Lettre n°13 ---- Automne 2020

21 décembre 2020

La covid 19, frein ou accélérateur de la transition vers un développement durable ?


Quel monde d’après ? La question se pose à tous. A ceux qui, comme nous, veulent avancer au plus vite vers un monde durable, vers un monde plus égalitaire, vers un mieux-être de tous. A ceux aussi pour qui cette année covid a été une année terrible avec les deuils des millions de morts, les vies au ralenti, les ruptures dans les apprentissages, les menaces de chômage, les projets interrompus brutalement. Mais la crise actuelle va-t-elle accélérer ou, au contraire freiner, le trop lent mouvement engagé vers un développement durable ?
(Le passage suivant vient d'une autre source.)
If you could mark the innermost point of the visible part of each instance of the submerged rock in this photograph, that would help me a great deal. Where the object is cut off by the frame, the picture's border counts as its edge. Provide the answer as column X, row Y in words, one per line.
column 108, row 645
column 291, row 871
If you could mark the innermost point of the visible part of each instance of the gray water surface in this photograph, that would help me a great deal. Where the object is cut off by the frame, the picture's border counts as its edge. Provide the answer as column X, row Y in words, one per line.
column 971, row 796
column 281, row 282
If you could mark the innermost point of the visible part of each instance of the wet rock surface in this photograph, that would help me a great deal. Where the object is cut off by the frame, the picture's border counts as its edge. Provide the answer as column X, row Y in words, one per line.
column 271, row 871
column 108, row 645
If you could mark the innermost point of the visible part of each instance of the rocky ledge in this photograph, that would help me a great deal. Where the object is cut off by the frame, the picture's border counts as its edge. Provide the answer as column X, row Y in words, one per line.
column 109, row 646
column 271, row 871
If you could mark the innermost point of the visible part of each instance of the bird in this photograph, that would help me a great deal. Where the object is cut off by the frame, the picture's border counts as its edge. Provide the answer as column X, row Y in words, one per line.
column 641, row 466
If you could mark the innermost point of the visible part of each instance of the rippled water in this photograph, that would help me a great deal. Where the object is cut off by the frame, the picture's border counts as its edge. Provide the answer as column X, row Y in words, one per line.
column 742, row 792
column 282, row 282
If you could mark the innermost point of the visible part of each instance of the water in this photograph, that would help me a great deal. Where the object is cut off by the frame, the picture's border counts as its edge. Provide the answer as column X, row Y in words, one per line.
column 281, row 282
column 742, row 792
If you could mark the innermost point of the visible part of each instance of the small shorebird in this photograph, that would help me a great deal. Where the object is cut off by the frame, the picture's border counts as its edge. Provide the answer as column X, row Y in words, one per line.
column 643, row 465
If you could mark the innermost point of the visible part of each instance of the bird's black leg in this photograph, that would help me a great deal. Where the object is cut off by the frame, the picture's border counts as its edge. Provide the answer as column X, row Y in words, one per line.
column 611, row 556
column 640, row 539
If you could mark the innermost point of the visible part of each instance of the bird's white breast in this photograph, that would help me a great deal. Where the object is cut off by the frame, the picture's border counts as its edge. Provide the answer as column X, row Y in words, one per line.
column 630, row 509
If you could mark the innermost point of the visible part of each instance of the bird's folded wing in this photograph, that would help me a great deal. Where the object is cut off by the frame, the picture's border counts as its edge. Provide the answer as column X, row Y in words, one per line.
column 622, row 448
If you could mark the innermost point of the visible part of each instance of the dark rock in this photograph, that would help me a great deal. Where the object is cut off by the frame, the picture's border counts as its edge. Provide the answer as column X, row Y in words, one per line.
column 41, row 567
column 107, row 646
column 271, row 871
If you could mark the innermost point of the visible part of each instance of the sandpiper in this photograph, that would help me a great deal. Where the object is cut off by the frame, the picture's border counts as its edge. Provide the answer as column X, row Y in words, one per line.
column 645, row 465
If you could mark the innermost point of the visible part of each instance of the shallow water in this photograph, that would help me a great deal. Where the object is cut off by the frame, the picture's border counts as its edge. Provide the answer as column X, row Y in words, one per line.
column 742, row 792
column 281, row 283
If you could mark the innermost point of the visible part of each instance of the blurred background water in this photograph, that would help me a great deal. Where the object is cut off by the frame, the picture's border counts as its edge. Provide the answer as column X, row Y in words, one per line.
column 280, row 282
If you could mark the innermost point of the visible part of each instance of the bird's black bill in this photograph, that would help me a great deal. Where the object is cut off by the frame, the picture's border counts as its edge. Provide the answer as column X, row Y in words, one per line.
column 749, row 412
A priori, l’épidémie du coronavirus semble avoir relégué en second plan les questions d’environnement et de développement durable. On est loin de l’effervescence des années 2018-2019, du sentiment d’extrême urgence face à la multiplication des canicules, incendies ou événements extrêmes, des marches sur le climat, de la mobilisation des jeunes autour de Greta Thunberg, des débats sur la collapsologie ou de la Convention citoyenne sur le climat. Mais même si l’écologie n’occupe plus les premières pages des journaux ou n’est plus au centre des réseaux sociaux, c’est l’épidémie elle-même qui en a rappelé à plusieurs reprises l’importance - avec la mise en évidence du rôle joué dans son apparition par l’effondrement de la biodiversité, ou la place majeure qui lui a été donnée dans les futures politiques de relance. Le succès des écologistes aux municipales, comme les sondages d’opinion réalisés entre les deux vagues de confinement semblent d’ailleurs avoir montré qu’elle restait – au moins au milieu de l’année 2020 - une forte préoccupation. Tous les débats qui se sont multipliés à la même époque autour « Du monde d’après » sont allés aussi dans ce sens.

En fait rien n’est encore joué sur la place future de l’écologie après le COVID 19. Il y a autant d’arguments pour penser que cette épidémie aura finalement des conséquences à moyen terme très dommageables sur la prise en compte de l’environnement en France (comme à l’échelle internationale) que d’imaginer qu’elle marquera, au contraire, un tournant, une bifurcation majeure, vers un développement plus durable.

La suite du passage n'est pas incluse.